Best computer to run programs

Hi,
I am thinking of buying a Mac Mini that I can leave running for various projects around my house. One project may be triggering an Arduino based sensor that then takes a photo when I'm not home via a webcam.
I'm looking for a small cheap computer that I can hook various projects to and then leave alone.

Is the Mac Mini a bad idea? Any other suggestions?

Thanks

Not sure you'd even need an Arduino in the loop for that-- most of the webcam software would do such things directly. They have remote management features and far better motion-sensitive captures than you could implement on the Arduino.

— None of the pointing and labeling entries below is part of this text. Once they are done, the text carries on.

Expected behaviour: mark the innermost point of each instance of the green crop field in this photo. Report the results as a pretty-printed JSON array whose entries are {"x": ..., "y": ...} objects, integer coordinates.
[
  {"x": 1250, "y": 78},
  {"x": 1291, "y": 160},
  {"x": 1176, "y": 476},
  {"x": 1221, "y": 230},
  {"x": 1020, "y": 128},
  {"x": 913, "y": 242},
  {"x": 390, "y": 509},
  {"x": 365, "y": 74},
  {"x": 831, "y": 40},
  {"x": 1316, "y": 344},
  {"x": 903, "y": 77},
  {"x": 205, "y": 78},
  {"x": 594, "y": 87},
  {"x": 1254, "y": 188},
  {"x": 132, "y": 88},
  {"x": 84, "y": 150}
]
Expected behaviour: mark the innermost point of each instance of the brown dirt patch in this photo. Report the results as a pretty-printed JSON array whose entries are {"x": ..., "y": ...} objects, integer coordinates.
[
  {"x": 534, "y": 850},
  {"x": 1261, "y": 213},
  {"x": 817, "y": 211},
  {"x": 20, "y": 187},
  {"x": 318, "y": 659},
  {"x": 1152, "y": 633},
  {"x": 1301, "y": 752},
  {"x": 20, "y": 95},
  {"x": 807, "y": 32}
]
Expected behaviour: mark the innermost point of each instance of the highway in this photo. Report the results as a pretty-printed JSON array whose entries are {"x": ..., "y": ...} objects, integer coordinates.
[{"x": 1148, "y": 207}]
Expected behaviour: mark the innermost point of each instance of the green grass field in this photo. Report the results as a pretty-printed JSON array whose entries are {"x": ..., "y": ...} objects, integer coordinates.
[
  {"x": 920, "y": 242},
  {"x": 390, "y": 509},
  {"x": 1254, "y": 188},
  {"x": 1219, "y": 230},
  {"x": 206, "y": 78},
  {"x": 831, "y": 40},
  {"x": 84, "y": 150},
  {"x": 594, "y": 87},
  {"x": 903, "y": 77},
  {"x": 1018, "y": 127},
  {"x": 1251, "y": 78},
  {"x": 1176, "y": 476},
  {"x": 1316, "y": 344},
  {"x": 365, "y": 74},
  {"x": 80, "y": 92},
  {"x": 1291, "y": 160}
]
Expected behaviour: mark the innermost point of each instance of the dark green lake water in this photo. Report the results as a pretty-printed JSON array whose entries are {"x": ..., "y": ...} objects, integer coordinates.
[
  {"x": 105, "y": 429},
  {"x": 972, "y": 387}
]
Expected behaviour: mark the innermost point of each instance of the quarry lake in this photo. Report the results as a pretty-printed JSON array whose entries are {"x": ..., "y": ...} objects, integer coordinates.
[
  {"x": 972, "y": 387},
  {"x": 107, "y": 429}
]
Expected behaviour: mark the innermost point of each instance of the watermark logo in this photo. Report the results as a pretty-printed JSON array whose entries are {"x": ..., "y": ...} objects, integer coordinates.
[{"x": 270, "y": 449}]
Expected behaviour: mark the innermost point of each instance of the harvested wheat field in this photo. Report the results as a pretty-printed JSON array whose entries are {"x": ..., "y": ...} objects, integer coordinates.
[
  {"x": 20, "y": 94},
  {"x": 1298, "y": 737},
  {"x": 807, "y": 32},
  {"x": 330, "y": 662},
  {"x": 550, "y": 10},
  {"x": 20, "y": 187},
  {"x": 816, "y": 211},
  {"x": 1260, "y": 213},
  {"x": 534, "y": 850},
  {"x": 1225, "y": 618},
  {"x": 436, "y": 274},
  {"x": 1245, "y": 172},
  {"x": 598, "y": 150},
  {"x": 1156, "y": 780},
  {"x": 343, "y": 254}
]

If your sensors are specialized (someone breaks a light beam or fails a keypad check), then yes, an Arduino attached to a USB port could trigger some script to snap frames from an onboard camera.

A MacMini isn't fast compared to the fastest laptops and desktops, but it's way more than enough to run a web server, a firewire or usb web camera, and even a video recorder, on remote command. You could also do all your Arduino and Processing development on it, with plenty of power to spare.

I'm thinking of buying a mac mini to play with as well (maybe do some iPhone development since my powerbook is too old for the SDK). It's a nice looking toy for a lot of projects. I really wish apple had a consumer desktop computer without an integrated screen. That's the only thing keeping me on the PC side of the fence.

For what you describe though, have you considered a Netbook? They're half the price of a mac mini and gives you a 9" colour LCD and full keyboard to play with.

mac mini does not have an integrated monitor and its price is pretty close to the price of a netbook:

If you are looking for a clean fast solution, check out the mini-itx boards and processors. mini-itx.com - store - home

These are what you see in most custom car pc mods, etc.

They give you almost the full performance of a computer in a really small form factor with low power consumption and they're fairly cheap

Our university Robotics team uses them for most projects.

Also, I wouldn't worry too much about a monitor and keyboard. After the initial setup, if you hook up the computer to the house network, you can just access the computer over remote desktop or shell and do what you got to do.

You can also go for a netbook like the EEE. its 300 bucks with a 9" screen and wifi and stuff, like your normal laptop, but with linux or XP.

I would go with a Mac as their free development suite beats hands down anything Microsoft has to offer at several thousand dollars.

If cost is not too important, a Mac Mini is a fine system for such purposes. Runs MacOS, runs Windows, runs Linux, looks nice; what more could you want?